09 Dec Hierarchy and Tone
Hierarchy is one of the first principles in graphic communication.
Designing a hierarchy is a compositional skill. It’s to arrange the elements in a way that emphasises the importance of information.
Traditionally, we are taught to find the most important information and use skills in the hierarchy to focus this information as ‘important’. Of course, problems arise when we go directly to the default way of thinking about hierarchical importance which is: TITLE > Subtitle > body.
But what happens if we flip this assumption upside down? What happens if we focus what we think as least important as the most important? When we ask this question we force ourselves to start playing with tone.
As the author’s name becomes bigger than the title of the book, the author’s myth becomes larger than the work, and so the cook becomes more important than the curry.
Interestingly this is common with books but rare with films.
As the ad copy for a shoe overtakes the hierarchy of the company logo, the narrative leads the product before we’re introduced to the ever-familiar brand.
Nike, 1991 Advert
Approaching the hierarchy as something which establishes the tone is a much healthier frame than simply deciding what we want to communicate the fastest. It acknowledges that each problem needs its own solution and even something as fundamental as hierarchy needs to be pondered to establish what is truly important to the specific function of the piece.
Samsung, Galaxy S8/S8+ Advert
It’s suddenly fun to realise we can tilt the angle and tone to either be formal, informal, serious, or polite. It becomes a more creative decision.
Below I play with the hierarchy in a purely compositional format, only allowing for one type size, one font (Univers), and up to two weights to see how far we can take this.

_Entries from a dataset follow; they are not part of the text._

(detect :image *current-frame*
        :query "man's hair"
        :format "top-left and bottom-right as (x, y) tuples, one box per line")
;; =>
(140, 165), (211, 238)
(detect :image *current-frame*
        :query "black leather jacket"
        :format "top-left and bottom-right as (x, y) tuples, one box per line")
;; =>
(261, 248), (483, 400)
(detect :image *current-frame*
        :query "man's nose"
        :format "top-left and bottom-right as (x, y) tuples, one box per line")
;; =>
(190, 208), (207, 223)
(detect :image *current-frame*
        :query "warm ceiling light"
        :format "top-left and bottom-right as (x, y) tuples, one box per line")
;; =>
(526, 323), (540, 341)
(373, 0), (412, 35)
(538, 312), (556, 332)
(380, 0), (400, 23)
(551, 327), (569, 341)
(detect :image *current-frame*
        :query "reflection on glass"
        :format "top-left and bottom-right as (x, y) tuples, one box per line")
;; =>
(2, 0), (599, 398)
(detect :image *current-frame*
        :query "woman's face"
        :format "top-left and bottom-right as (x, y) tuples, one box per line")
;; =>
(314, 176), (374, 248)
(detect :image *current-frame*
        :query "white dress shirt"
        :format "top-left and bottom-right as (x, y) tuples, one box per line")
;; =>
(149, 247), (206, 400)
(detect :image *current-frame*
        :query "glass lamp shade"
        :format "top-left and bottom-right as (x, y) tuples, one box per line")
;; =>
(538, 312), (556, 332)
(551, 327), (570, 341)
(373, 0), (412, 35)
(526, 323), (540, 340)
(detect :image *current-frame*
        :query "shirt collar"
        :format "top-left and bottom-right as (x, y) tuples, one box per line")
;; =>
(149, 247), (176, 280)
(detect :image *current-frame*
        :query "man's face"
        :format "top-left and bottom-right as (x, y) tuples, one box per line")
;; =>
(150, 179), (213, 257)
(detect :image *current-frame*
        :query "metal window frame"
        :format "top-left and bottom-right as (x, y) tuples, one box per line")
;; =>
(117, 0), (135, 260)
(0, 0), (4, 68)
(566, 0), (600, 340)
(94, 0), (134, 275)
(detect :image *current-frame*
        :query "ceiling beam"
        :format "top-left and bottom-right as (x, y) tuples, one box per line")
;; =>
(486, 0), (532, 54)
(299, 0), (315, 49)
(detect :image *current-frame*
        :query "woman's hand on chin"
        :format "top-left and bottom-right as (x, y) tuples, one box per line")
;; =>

The headings used are two equal titles, “Iconic Buildings of the Modern Movement” and “France 1925–38”, subject heading, “Modern Architecture”, and the publisher, “Oxford Architecture and Design Press”. There are no images or forms, just a black square with white typography.
The first example is a more traditional hierarchy. The importance is decided upon what is functional to discern this from other books the fastest.
Here we see the same composition but with the hierarchy flipped to create a formal tone. The order which our eyes digest the information gives importance to the publisher and the series before any identifying title is given. It’s like an announcer announcing a boxer first with the accolade of “three-time heavyweight champion of the world…” before they define their name… Sort of.
Mixing the titles and applying a weight change, we can also achieve a more polite tone, giving focus to one of the series titles and moving down to another series heading, the identifying title, and finally the publisher.
Again using alternate weights, this hierarchy seems to achieve a serious tone, articulating first the series titles then moving on to the rest with increasingly progressive space between.
Going back to the beginning
Going back to the beginning and pushing at the boundaries of what we think we are supposed to be doing we can discover some new compositional theories which we thought were set in stone.
When something is taught as a principle, we often forget that these rudiments can be tested and stretched. What we can discover will either affirm the principle or we could find something interesting and new. Here it’s important to take a step back and discern what is actually the most important information to focus rather than succumbing to a default.